While capturing the city, Khin could not shake off an uneasy feeling. “I always wondered what was being deliberated inside those compounds,” she said. “The Military is never transparent about their plans, not even with the government.” After the coup in February 2021, Khin’s fears became true. Now, her ghostly images feel like prophecies. In an equally quiet and self-reflective manner, Seher Shah has penned a group of short poems and notes against a backdrop of brutal nationalism and pervasive surveillance in Delhi. Notes from a City Unknown (2021) takes us through Shah’s meandering thoughts as a series of events unfold in the city, from the riots that shook Delhi in February 2020 to the protests at Shaheen Bagh between 2019 to 2020. The artist will present 32 cards, each pairing screenprints of monochromatic geometric compositions resembling architectural forms with an excerpt of poetry, creating bonds between language and form.

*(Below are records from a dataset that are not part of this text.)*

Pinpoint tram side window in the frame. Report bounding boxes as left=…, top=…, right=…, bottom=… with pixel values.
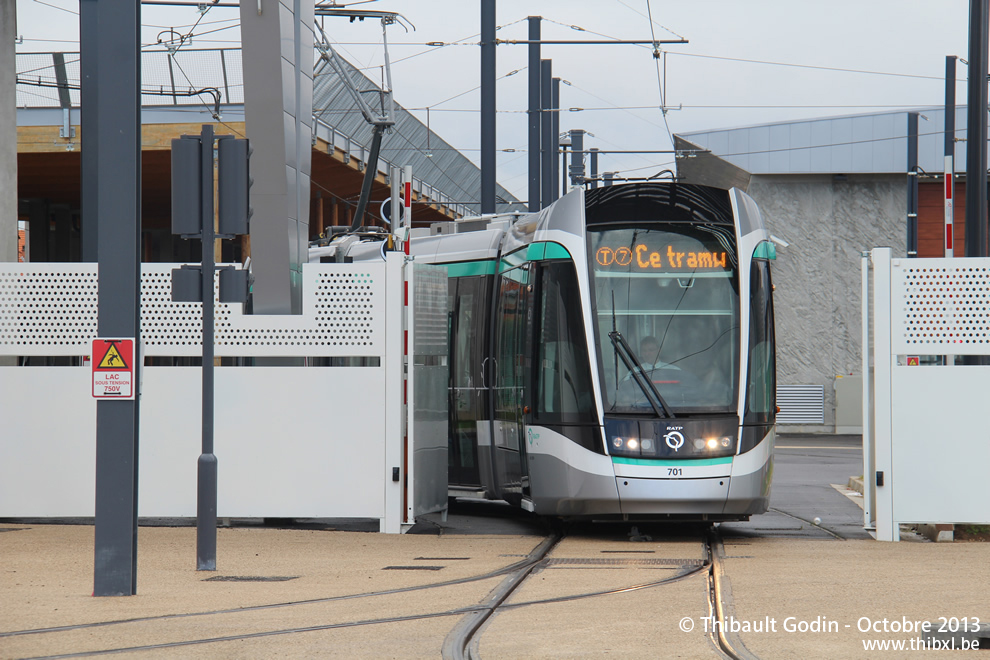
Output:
left=536, top=262, right=595, bottom=424
left=745, top=259, right=777, bottom=424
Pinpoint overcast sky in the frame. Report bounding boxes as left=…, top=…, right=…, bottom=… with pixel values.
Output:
left=11, top=0, right=969, bottom=199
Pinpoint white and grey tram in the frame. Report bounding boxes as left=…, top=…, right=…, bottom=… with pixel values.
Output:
left=314, top=182, right=776, bottom=521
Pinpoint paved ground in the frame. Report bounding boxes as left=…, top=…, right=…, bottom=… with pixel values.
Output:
left=0, top=436, right=990, bottom=658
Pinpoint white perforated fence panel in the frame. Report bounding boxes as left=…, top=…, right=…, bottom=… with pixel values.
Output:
left=0, top=264, right=97, bottom=355
left=0, top=263, right=388, bottom=357
left=890, top=258, right=990, bottom=355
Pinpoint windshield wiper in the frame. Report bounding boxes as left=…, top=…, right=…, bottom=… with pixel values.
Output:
left=608, top=330, right=674, bottom=419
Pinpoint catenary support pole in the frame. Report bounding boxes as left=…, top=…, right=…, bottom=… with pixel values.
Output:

In a slightly different mode, Uriel Orlow will contemplate ways of joining disparate geographies through networks of nature and weather. Developed over two years in collaboration with the Swiss National Park in Engadine, Switzerland, Up Up Up (2021) looks at the exponential increase in plant species in the summits of the Swiss Alps due to climate change. Orlow increased this project’s scope for the Kochi-Muziris Biennale by starting similar research around the Himalayas. Unsurprisingly, he found that the same thing was happening. The artist will present a two-channel video and drawings created in the Alps, along with visual depictions that mark the temperature change in the Himalayas from 1901 to today, in a 98-foot-long corridor at Aspinwall House.
The same artworks tend to circulate between a discrete set of international biennials, and visitors to many of these big shows often wind up feeling jaded. Rao is hoping to avoid this with her Kochi-Muziris Biennale by envisioning it as what she calls a “commons,” or a porous space where one can have disagreements about what biennials mean while also embracing plurality. Through her selection of artists, she aims to create an even playing field where marginalized voices find meaning with one another when all other avenues are suppressed.
Although Rao’s biennial features some usual suspects (Orlow, Yang, Cecilia Vicuña, Forensic Architecture, Slavs and Tatars, and other biennial regulars made the artist list.), she has made a significant attempt to highlight artists that typically get overlooked, especially women from the Global South. Perhaps, after all, the show will be successful in employing song, satire, and humor to tell new stories. Sight unseen, it’s hard to say, although Rao seemed to embrace whatever reactions end up emerging.
“When you release something into the wild, it has a life and imagination of its own,” she said. “I’m okay with that. And I know that I don’t have ownership over this, and I should not have ownership over this. I’m merely a very voluble spokesperson, that’s all.”